GREEKS IN ARGENTINA
Anastasia Konstantakatou (Tufts University)
The Construction of Ethnic Identity among Young Latin
Americans of Greek Origin
A study of immigration patterns of the Greeks reveals that the United States, Australia and Germany were the three most popular destinations. The Greeks started immigrating in the end of the 19th and throughout the early and middle 20th Century, in an attempt to find a better, more prosperous life, as well as for ideological reasons. A relatively small wave of immigration occurred in Latin America. Today, there are approximately 25,000 Greeks in Brazil, 20,000 in Argentina, 3,000 in Venezuela, 2,000 in Chile and smaller communities in other countries. Lack of access to Greek cultural materials, professors, and gradually decreasing population are factors that threaten the Greek presence in Argentina. Thirty years ago, the population of Greeks in Buenos Aires alone was 40-45,000 people. Still, the sense of "Greek Identity" has not vanished.
In this paper I will focus on the young Greeks of South America. Through a series of interviews, I will explore the relation that this younger population has with its country of origin. During the past year, the Ministry of Foreign Affairs in conjunction with the General Secretariat of Greeks Abroad (GGAE) organized "a hosting program" offering young people of Greek origin from South America, Africa and Oceania the opportunity to get acquainted with the Greek culture and language. My field work was based on over fifty interviews conducted with participants in this program. I have also been in contact with South American representatives to the World Council of Hellenes Abroad.

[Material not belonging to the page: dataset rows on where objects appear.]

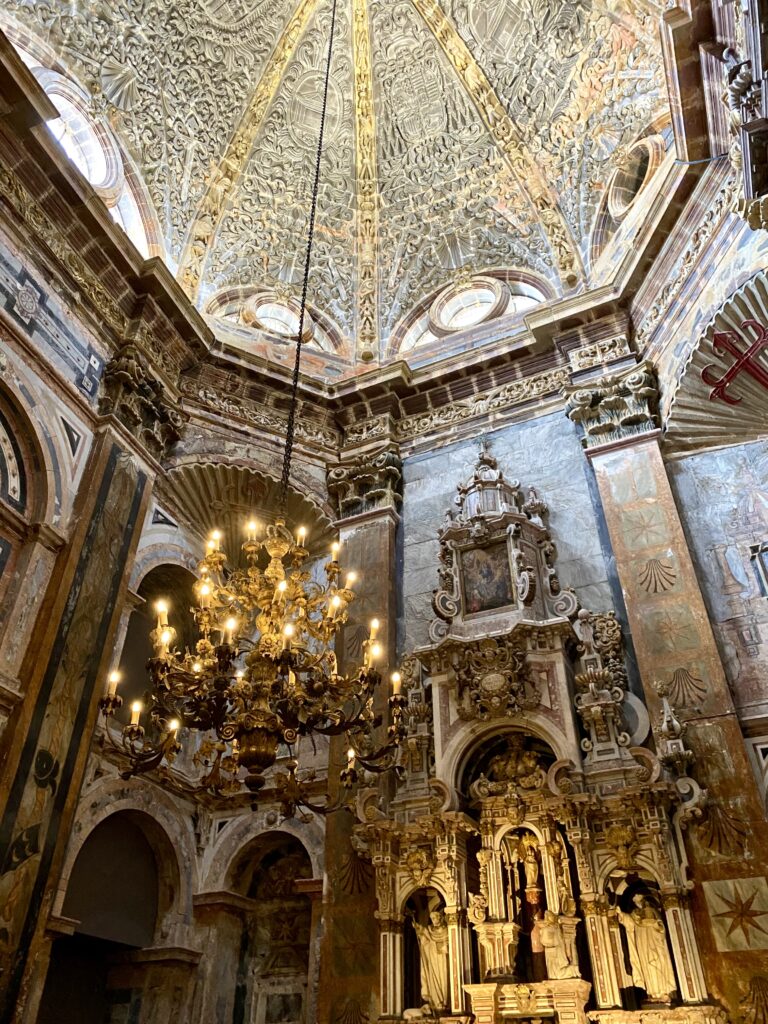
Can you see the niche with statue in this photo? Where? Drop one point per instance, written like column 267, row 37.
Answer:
column 524, row 911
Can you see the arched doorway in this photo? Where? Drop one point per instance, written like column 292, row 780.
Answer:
column 273, row 964
column 113, row 899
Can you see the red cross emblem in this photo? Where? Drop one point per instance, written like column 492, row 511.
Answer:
column 727, row 342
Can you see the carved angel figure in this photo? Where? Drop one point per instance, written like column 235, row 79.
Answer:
column 649, row 956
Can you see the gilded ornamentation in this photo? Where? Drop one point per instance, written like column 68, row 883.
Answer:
column 368, row 186
column 755, row 1003
column 140, row 401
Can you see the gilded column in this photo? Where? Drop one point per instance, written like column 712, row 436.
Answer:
column 677, row 654
column 367, row 487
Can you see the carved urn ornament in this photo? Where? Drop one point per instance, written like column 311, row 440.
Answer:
column 263, row 672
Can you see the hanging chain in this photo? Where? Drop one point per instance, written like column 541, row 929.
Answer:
column 290, row 427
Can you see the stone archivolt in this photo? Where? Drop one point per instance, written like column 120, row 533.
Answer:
column 527, row 812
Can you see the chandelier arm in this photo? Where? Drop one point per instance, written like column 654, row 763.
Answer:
column 305, row 283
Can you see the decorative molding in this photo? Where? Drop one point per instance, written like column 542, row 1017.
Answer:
column 680, row 272
column 615, row 408
column 254, row 413
column 140, row 401
column 370, row 482
column 368, row 185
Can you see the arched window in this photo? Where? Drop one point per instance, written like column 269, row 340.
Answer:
column 92, row 147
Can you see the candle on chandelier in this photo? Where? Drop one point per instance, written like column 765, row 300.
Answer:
column 288, row 632
column 162, row 609
column 113, row 681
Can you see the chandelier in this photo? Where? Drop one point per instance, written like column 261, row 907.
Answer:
column 263, row 673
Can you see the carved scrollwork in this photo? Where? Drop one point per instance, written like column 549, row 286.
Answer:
column 493, row 679
column 132, row 393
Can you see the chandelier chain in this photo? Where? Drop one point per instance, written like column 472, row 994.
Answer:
column 290, row 428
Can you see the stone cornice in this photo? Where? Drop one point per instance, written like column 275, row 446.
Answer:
column 121, row 298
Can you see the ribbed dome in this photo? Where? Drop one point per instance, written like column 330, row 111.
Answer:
column 464, row 136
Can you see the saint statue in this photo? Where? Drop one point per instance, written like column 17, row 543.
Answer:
column 434, row 961
column 560, row 961
column 649, row 955
column 529, row 863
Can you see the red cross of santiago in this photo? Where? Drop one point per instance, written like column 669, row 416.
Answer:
column 727, row 342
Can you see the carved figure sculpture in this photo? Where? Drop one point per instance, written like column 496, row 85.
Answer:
column 646, row 938
column 434, row 962
column 552, row 938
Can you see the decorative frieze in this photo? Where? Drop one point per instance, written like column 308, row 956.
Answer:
column 616, row 407
column 367, row 482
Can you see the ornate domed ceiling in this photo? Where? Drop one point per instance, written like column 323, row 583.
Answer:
column 463, row 136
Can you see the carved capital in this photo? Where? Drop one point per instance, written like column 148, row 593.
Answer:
column 616, row 407
column 370, row 481
column 137, row 397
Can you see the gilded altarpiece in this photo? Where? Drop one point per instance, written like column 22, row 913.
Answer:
column 530, row 863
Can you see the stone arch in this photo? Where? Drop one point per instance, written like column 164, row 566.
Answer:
column 469, row 739
column 25, row 420
column 169, row 833
column 307, row 495
column 407, row 893
column 152, row 556
column 243, row 833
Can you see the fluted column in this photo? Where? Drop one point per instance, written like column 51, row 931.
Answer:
column 674, row 642
column 367, row 487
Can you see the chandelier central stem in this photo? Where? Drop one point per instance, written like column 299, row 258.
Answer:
column 290, row 427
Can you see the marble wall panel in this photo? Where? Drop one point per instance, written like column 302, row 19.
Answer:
column 723, row 501
column 544, row 453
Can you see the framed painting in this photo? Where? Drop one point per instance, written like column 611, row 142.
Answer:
column 486, row 579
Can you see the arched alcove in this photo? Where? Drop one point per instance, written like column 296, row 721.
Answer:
column 114, row 900
column 273, row 955
column 173, row 584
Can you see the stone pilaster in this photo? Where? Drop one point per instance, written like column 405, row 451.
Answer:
column 367, row 487
column 46, row 744
column 673, row 640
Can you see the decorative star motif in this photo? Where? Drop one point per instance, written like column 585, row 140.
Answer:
column 741, row 914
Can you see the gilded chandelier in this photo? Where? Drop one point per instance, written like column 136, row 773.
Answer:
column 251, row 695
column 263, row 672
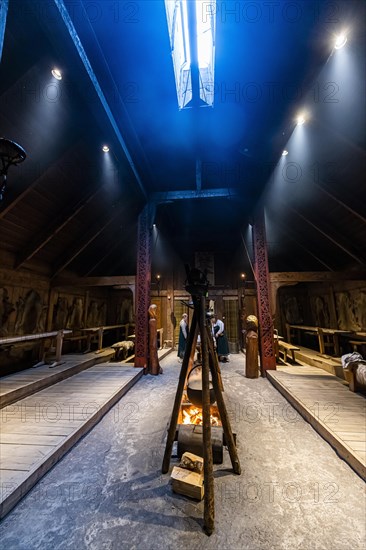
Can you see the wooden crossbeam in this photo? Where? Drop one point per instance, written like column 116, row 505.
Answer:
column 56, row 226
column 169, row 196
column 3, row 13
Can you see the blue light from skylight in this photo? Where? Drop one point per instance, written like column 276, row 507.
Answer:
column 183, row 41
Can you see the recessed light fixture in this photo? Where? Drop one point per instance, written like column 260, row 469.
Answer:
column 56, row 73
column 192, row 30
column 340, row 41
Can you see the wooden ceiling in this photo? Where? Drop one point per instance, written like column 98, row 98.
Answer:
column 69, row 208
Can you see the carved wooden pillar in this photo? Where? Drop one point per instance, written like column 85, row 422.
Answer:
column 266, row 343
column 143, row 282
column 3, row 13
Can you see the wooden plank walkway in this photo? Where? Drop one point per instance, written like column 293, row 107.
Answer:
column 38, row 430
column 324, row 400
column 20, row 384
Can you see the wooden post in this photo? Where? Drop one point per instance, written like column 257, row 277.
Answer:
column 209, row 504
column 3, row 13
column 251, row 355
column 267, row 354
column 143, row 283
column 218, row 388
column 178, row 398
column 59, row 340
column 100, row 338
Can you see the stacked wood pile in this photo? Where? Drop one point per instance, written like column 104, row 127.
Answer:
column 187, row 478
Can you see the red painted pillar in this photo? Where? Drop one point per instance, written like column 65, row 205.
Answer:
column 143, row 282
column 266, row 342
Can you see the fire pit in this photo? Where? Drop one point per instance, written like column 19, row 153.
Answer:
column 190, row 432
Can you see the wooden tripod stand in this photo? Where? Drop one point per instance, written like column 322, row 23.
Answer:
column 209, row 364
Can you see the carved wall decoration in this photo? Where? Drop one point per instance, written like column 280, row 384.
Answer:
column 92, row 318
column 60, row 313
column 205, row 262
column 30, row 314
column 293, row 311
column 350, row 307
column 320, row 311
column 76, row 314
column 143, row 283
column 263, row 295
column 102, row 314
column 126, row 311
column 6, row 308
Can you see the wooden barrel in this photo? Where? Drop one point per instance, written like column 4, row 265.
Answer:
column 251, row 358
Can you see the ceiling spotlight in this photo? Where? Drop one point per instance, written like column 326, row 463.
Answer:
column 56, row 73
column 340, row 41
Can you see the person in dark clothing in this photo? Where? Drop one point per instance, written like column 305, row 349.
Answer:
column 222, row 344
column 183, row 334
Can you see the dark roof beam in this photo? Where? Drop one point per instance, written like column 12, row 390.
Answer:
column 330, row 238
column 169, row 196
column 85, row 61
column 3, row 13
column 341, row 203
column 55, row 227
column 82, row 244
column 298, row 243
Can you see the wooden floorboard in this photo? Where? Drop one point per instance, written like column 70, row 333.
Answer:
column 327, row 404
column 19, row 385
column 38, row 430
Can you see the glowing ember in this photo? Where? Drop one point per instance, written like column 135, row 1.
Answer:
column 193, row 415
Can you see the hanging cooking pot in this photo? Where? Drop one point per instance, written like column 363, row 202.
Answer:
column 194, row 387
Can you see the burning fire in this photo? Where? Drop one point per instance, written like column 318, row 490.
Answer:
column 193, row 415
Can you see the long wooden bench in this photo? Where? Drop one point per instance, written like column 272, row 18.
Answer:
column 285, row 347
column 42, row 337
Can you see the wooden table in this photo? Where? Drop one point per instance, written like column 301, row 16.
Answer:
column 277, row 338
column 9, row 341
column 99, row 331
column 322, row 334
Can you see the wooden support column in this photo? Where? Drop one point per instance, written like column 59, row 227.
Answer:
column 143, row 283
column 3, row 13
column 266, row 342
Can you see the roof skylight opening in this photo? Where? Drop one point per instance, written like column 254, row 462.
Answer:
column 300, row 119
column 56, row 73
column 340, row 41
column 191, row 26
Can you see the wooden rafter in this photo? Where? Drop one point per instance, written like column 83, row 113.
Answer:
column 80, row 282
column 12, row 202
column 341, row 203
column 298, row 243
column 55, row 227
column 3, row 13
column 89, row 238
column 329, row 237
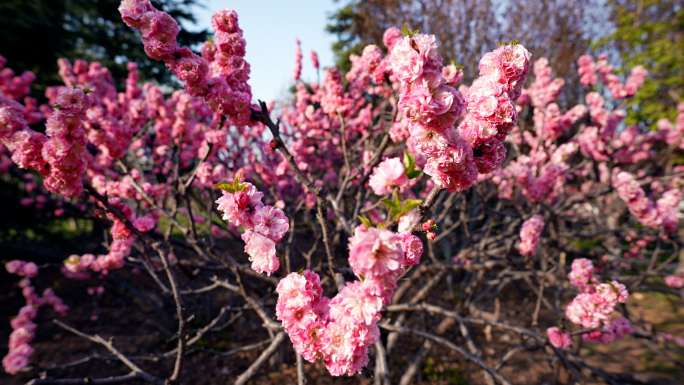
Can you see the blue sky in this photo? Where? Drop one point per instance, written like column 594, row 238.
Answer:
column 270, row 28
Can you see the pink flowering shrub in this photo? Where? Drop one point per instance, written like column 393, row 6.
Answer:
column 529, row 235
column 376, row 202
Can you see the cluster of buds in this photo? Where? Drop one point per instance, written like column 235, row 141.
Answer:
column 595, row 304
column 340, row 331
column 220, row 77
column 529, row 235
column 432, row 108
column 123, row 238
column 663, row 213
column 428, row 226
column 264, row 225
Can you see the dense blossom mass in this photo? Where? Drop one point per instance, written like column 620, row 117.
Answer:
column 175, row 180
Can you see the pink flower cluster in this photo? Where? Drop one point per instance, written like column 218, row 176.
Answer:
column 591, row 309
column 588, row 77
column 23, row 333
column 674, row 281
column 452, row 74
column 674, row 132
column 226, row 91
column 587, row 70
column 596, row 303
column 61, row 157
column 14, row 87
column 64, row 151
column 492, row 114
column 616, row 329
column 314, row 60
column 298, row 60
column 663, row 213
column 582, row 275
column 432, row 108
column 529, row 235
column 558, row 339
column 387, row 176
column 340, row 331
column 264, row 225
column 22, row 268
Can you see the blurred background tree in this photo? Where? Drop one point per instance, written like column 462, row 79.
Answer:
column 35, row 33
column 651, row 33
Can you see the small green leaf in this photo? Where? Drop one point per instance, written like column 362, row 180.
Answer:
column 410, row 204
column 366, row 222
column 617, row 292
column 225, row 186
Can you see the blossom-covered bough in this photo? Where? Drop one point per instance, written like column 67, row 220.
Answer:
column 392, row 205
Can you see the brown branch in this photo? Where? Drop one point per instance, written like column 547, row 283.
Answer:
column 99, row 340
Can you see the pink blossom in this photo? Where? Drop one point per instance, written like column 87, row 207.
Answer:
column 271, row 222
column 406, row 62
column 261, row 251
column 413, row 249
column 558, row 339
column 387, row 176
column 675, row 281
column 375, row 252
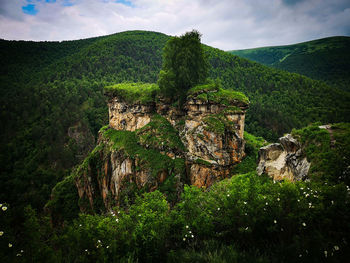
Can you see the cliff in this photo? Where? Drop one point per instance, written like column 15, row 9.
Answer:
column 150, row 144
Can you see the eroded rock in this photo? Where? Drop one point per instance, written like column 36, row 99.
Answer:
column 283, row 160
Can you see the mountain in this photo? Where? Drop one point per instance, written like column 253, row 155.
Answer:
column 53, row 105
column 326, row 59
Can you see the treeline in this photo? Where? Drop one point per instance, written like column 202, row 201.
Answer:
column 51, row 88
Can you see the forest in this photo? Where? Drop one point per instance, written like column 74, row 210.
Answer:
column 53, row 107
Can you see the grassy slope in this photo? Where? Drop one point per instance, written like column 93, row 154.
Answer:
column 326, row 59
column 47, row 87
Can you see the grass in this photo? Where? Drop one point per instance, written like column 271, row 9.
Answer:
column 213, row 92
column 133, row 93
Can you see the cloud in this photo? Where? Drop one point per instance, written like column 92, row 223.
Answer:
column 225, row 24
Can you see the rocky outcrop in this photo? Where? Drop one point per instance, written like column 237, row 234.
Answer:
column 123, row 116
column 156, row 145
column 283, row 160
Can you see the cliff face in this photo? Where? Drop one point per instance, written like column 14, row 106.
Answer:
column 283, row 160
column 153, row 145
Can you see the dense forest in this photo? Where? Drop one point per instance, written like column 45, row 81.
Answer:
column 52, row 107
column 324, row 59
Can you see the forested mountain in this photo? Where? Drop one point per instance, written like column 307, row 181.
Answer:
column 51, row 88
column 326, row 59
column 52, row 106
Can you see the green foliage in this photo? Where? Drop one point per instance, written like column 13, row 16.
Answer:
column 212, row 92
column 63, row 204
column 184, row 65
column 133, row 92
column 327, row 150
column 252, row 146
column 160, row 134
column 324, row 59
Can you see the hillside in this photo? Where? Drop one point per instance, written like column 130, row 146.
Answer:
column 326, row 59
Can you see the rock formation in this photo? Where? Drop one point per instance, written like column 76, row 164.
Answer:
column 283, row 160
column 156, row 145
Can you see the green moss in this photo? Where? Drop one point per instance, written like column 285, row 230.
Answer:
column 160, row 134
column 129, row 143
column 143, row 93
column 327, row 150
column 202, row 162
column 213, row 92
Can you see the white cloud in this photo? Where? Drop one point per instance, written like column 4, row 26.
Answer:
column 225, row 24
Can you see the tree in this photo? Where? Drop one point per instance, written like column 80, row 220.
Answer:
column 184, row 65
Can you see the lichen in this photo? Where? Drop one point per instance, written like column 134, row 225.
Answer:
column 133, row 93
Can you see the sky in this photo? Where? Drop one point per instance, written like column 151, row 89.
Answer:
column 224, row 24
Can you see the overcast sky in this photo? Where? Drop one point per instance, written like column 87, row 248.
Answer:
column 224, row 24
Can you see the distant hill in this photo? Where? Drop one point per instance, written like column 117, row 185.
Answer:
column 51, row 98
column 326, row 59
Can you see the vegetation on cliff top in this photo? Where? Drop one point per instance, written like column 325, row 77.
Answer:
column 133, row 93
column 324, row 59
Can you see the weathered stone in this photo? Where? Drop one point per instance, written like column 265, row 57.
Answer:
column 209, row 157
column 284, row 160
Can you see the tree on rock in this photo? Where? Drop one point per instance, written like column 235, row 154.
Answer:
column 184, row 66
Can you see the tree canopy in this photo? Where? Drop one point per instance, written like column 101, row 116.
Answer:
column 184, row 65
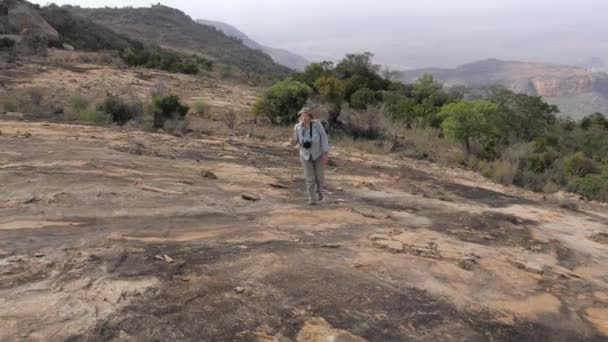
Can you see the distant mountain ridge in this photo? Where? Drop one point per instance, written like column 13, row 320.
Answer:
column 280, row 56
column 172, row 28
column 576, row 90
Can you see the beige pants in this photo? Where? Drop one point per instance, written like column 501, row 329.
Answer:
column 313, row 172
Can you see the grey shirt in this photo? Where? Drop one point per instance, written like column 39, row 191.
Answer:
column 319, row 140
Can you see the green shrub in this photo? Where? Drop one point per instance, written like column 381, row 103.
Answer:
column 175, row 126
column 120, row 111
column 281, row 102
column 29, row 101
column 200, row 108
column 594, row 187
column 167, row 108
column 468, row 122
column 577, row 165
column 363, row 98
column 504, row 171
column 16, row 102
column 226, row 71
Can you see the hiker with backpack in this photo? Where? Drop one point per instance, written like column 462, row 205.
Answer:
column 310, row 136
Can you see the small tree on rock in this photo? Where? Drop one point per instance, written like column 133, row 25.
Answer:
column 467, row 122
column 281, row 102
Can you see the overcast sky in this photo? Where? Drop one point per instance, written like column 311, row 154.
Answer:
column 412, row 33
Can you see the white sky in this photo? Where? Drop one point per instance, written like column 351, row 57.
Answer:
column 411, row 32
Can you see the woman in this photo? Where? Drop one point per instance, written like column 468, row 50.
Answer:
column 310, row 135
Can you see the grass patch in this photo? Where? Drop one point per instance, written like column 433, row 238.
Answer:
column 81, row 108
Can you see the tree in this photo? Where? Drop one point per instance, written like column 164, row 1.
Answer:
column 426, row 87
column 595, row 119
column 332, row 90
column 521, row 117
column 467, row 122
column 363, row 98
column 314, row 71
column 167, row 107
column 356, row 64
column 281, row 102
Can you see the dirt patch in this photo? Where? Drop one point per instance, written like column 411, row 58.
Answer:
column 600, row 238
column 35, row 224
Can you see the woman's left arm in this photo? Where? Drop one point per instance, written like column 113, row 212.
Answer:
column 324, row 143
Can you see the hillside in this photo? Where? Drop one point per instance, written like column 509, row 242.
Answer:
column 280, row 56
column 574, row 89
column 22, row 15
column 172, row 28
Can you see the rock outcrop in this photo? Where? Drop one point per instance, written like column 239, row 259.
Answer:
column 18, row 17
column 577, row 91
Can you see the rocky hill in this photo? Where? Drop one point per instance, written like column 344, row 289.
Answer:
column 17, row 16
column 172, row 28
column 280, row 56
column 577, row 91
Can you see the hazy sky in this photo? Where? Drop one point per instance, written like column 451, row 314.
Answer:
column 412, row 32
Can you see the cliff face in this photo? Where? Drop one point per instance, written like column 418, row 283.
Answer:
column 565, row 87
column 20, row 16
column 577, row 91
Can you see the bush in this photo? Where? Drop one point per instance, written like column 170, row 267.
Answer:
column 363, row 98
column 81, row 109
column 226, row 71
column 167, row 108
column 281, row 102
column 428, row 144
column 504, row 172
column 364, row 145
column 200, row 108
column 577, row 165
column 6, row 43
column 119, row 111
column 230, row 120
column 29, row 101
column 367, row 124
column 468, row 122
column 175, row 126
column 594, row 187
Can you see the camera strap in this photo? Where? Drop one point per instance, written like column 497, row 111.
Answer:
column 311, row 132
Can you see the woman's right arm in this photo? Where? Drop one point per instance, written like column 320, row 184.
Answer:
column 294, row 137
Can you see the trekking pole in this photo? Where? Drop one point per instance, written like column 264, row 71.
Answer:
column 292, row 153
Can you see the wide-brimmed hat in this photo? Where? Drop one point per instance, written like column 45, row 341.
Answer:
column 305, row 110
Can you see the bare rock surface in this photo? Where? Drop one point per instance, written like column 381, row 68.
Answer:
column 100, row 242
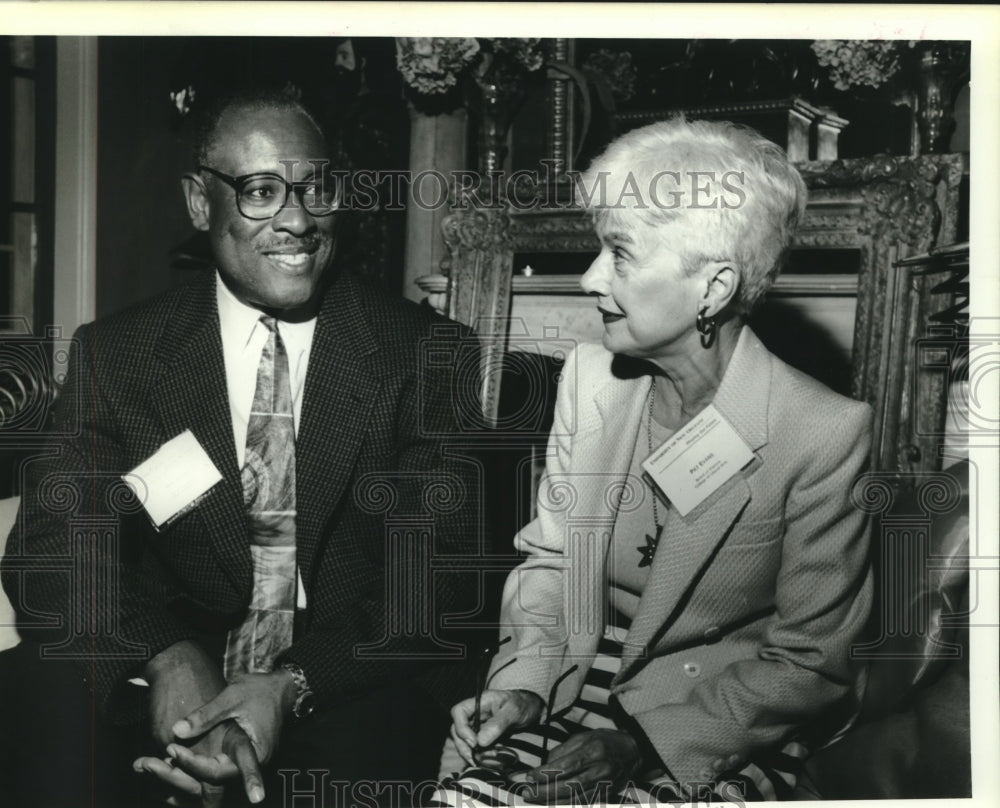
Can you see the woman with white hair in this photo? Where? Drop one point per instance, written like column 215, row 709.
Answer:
column 697, row 572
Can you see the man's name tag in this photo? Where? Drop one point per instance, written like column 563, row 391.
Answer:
column 174, row 479
column 695, row 462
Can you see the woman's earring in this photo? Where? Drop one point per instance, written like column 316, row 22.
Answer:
column 706, row 327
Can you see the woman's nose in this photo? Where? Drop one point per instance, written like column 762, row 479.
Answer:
column 293, row 217
column 595, row 279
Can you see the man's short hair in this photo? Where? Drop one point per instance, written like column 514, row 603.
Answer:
column 671, row 173
column 206, row 117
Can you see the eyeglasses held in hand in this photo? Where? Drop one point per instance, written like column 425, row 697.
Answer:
column 261, row 196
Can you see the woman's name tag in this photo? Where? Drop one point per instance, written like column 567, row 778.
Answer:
column 697, row 460
column 173, row 479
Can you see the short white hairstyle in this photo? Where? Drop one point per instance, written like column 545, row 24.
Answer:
column 725, row 192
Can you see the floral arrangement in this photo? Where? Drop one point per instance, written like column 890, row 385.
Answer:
column 860, row 62
column 435, row 65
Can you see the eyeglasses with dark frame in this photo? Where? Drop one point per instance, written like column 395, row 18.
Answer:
column 261, row 195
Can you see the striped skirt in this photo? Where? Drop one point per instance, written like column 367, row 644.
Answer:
column 772, row 775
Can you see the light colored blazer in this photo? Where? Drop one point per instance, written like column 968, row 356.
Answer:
column 743, row 633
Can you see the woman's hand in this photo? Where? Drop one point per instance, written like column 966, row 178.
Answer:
column 598, row 762
column 500, row 711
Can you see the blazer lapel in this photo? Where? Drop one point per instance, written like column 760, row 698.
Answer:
column 191, row 394
column 688, row 543
column 342, row 385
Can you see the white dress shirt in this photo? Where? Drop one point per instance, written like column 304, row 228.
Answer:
column 243, row 338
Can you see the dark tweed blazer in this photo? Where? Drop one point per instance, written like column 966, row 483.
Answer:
column 378, row 408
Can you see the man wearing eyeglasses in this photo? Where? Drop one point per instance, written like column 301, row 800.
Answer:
column 255, row 621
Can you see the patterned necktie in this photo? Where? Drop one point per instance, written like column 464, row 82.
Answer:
column 269, row 495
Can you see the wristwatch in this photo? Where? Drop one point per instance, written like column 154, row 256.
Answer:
column 305, row 701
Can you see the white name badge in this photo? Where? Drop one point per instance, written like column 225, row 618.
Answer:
column 174, row 479
column 694, row 462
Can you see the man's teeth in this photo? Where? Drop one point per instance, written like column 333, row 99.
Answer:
column 290, row 260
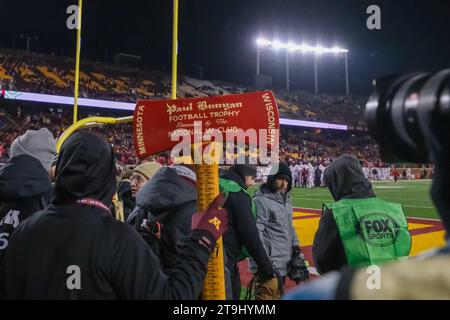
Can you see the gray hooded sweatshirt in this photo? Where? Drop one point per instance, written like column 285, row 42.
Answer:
column 275, row 227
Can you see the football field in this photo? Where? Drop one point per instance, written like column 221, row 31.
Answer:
column 413, row 195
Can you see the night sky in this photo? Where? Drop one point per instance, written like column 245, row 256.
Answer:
column 220, row 36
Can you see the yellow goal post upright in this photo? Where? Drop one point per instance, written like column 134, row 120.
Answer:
column 207, row 174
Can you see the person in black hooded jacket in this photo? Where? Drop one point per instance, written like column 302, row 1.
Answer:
column 75, row 249
column 355, row 198
column 167, row 202
column 242, row 231
column 25, row 185
column 345, row 179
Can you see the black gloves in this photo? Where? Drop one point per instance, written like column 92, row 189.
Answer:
column 298, row 266
column 213, row 221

My work investigates the importance of Greek Heritage in the lives of these young Greek-Latin Americans. Interviews therefore focus on such components of Greek identity as language, history, religion, traditions and customs in an attempt to get a sense of how immersed they have been in Greek culture. I also try to determine each participant's connection to Greek culture and the importance they give to their Greek origins. Ultimately, I try to understand how the Greek Identity is constructed, manifested and transmitted among this relatively small minority of Latin America. Utilizing material from studies on identity and immigration, I hope to reach conclusions on this understudied population and to discover if the reactions to their host countries are substantially different to those of Greeks in other countries such as the US and Australia.